Deputy CIA Director Michael Morell is retiring and President Barack Obama has selected a White House lawyer, Avril D. Haines, to replace him at the spy agency.
Morell, 54, who began at the Central Intelligence Agency in 1980 as an analyst, helped draft the administration’s talking points on the attack on diplomatic facilities in Benghazi, Libya. He will become a member of the President’s Intelligence Advisory Board, the White House said in a statement.
Taking over the job is Haines, 43, who has been deputy counsel to the president for national security affairs since 2010, marking the first time a woman has ascended to the agency’s second highest position. While she previously worked at the State Department and on the Senate Foreign Relations Committee, she does not have a background in intelligence work.
“I am proud that such experienced and committed individuals have agreed to serve the American people in these important roles,” Obama said in a statement. “I look forward to working with them in the months and years ahead.”
With United Nations Ambassador Susan Rice scheduled to become Obama’s national security adviser in July and former adviser Samantha Power nominated to replace Rice at the UN, Obama’s foreign policy team has three women in top positions.
Morell, who served as acting director following the resignation of David Petraeus in November until John Brennan was confirmed as CIA director in March, said he’s leaving to devote more time to his family.
“Whenever someone involved in the rough and tumble of Washington decides to move on, there is speculation in various quarters about the ‘real reason,’” Morell said in a statement. “But when I say that it is time for my family, nothing could be more real than that.”
Brennan, who was Obama’s counterterrorism adviser before taking over at the CIA, said he’s worked closely with Haines over the past several years. She’s been a regular participant in high-level meetings and headed a group of lawyers that reviews the CIA’s most sensitive programs, he said in a statement.
He also thanked Morell for helping him make the transition back to the agency.
Morell, who also was one of President George W. Bush’s intelligence briefers, has come under criticism from Republicans over the Benghazi talking points, which removed any reference to al-Qaeda from the administration’s initial explanation of the Sept. 11, 2012, attack that killed U.S. Ambassador Chris Stevens and three other Americans.
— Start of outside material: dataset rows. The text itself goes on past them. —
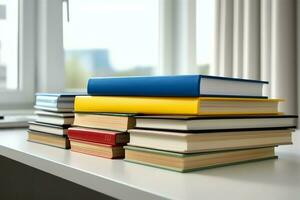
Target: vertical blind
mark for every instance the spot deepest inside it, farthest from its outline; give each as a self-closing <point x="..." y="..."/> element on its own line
<point x="257" y="39"/>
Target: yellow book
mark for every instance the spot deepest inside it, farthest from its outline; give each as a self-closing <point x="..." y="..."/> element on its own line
<point x="176" y="105"/>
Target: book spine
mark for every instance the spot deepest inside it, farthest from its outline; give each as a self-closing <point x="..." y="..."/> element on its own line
<point x="92" y="136"/>
<point x="172" y="86"/>
<point x="146" y="105"/>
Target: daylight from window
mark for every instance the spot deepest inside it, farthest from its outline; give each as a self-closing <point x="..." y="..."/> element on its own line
<point x="9" y="44"/>
<point x="205" y="35"/>
<point x="110" y="38"/>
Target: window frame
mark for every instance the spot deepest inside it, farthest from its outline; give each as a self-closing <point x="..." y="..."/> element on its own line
<point x="41" y="51"/>
<point x="23" y="97"/>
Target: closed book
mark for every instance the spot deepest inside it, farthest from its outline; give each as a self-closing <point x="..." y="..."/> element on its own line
<point x="176" y="105"/>
<point x="48" y="139"/>
<point x="205" y="123"/>
<point x="48" y="128"/>
<point x="96" y="149"/>
<point x="175" y="86"/>
<point x="190" y="162"/>
<point x="183" y="142"/>
<point x="58" y="102"/>
<point x="61" y="121"/>
<point x="98" y="136"/>
<point x="110" y="121"/>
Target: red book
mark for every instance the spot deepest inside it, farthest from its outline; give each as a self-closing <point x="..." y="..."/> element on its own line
<point x="98" y="136"/>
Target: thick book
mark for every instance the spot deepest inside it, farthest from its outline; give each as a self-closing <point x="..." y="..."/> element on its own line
<point x="175" y="86"/>
<point x="205" y="123"/>
<point x="48" y="139"/>
<point x="48" y="128"/>
<point x="96" y="149"/>
<point x="98" y="136"/>
<point x="176" y="105"/>
<point x="109" y="121"/>
<point x="190" y="162"/>
<point x="208" y="141"/>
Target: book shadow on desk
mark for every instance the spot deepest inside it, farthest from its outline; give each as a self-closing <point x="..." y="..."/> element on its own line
<point x="279" y="171"/>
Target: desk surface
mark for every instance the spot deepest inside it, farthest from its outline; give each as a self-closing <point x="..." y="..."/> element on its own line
<point x="271" y="179"/>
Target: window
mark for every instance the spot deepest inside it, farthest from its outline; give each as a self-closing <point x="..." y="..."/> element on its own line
<point x="9" y="44"/>
<point x="110" y="38"/>
<point x="205" y="35"/>
<point x="17" y="51"/>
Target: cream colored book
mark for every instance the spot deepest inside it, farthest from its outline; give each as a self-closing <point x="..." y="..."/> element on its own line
<point x="49" y="139"/>
<point x="208" y="141"/>
<point x="189" y="162"/>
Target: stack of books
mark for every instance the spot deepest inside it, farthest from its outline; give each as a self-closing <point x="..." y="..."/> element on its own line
<point x="190" y="122"/>
<point x="54" y="117"/>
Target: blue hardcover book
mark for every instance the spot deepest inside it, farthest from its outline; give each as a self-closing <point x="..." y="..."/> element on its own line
<point x="175" y="86"/>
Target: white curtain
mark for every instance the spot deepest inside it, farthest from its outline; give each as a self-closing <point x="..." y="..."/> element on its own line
<point x="257" y="39"/>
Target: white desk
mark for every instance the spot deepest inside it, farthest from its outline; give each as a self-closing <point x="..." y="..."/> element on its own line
<point x="271" y="179"/>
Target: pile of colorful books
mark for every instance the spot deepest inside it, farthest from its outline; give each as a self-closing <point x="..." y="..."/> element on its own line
<point x="183" y="123"/>
<point x="100" y="134"/>
<point x="54" y="117"/>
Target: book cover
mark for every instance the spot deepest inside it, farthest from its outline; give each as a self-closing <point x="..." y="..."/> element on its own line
<point x="176" y="105"/>
<point x="175" y="86"/>
<point x="98" y="136"/>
The talking points were used by Rice on Sunday talk shows to describe the Benghazi attack as growing out of a spontaneous demonstration sparked by a movie trailer that Muslims found offensive to their religion. Republicans have conducted multiple hearings on the administration’s response.
When the Obama administration released almost 100 pages of e-mails about the origins of the talking points last month, administration officials said that they showed that it was Morell, a career CIA employee, who made the final edits to the document.
That chain of authorship allowed the Obama administration to preserve its argument that the White House made only minor edits to a document that originated in the intelligence community.
References to al-Qaeda were removed while the document was still being drafted by the CIA, according to White House officials who briefed reporters. It was eventually replaced with “Islamic extremist,” in the final draft.
Morell didn’t mention the Benghazi controversy in his public notice about his retire.
“I am passionate about two things in this world -- the agency and my family,” he said in a statement emailed to CIA employees. “And while I have given everything I have to the Central Intelligence Agency and its vital mission for a third of a century, it is now time for me to give everything I have to my family.”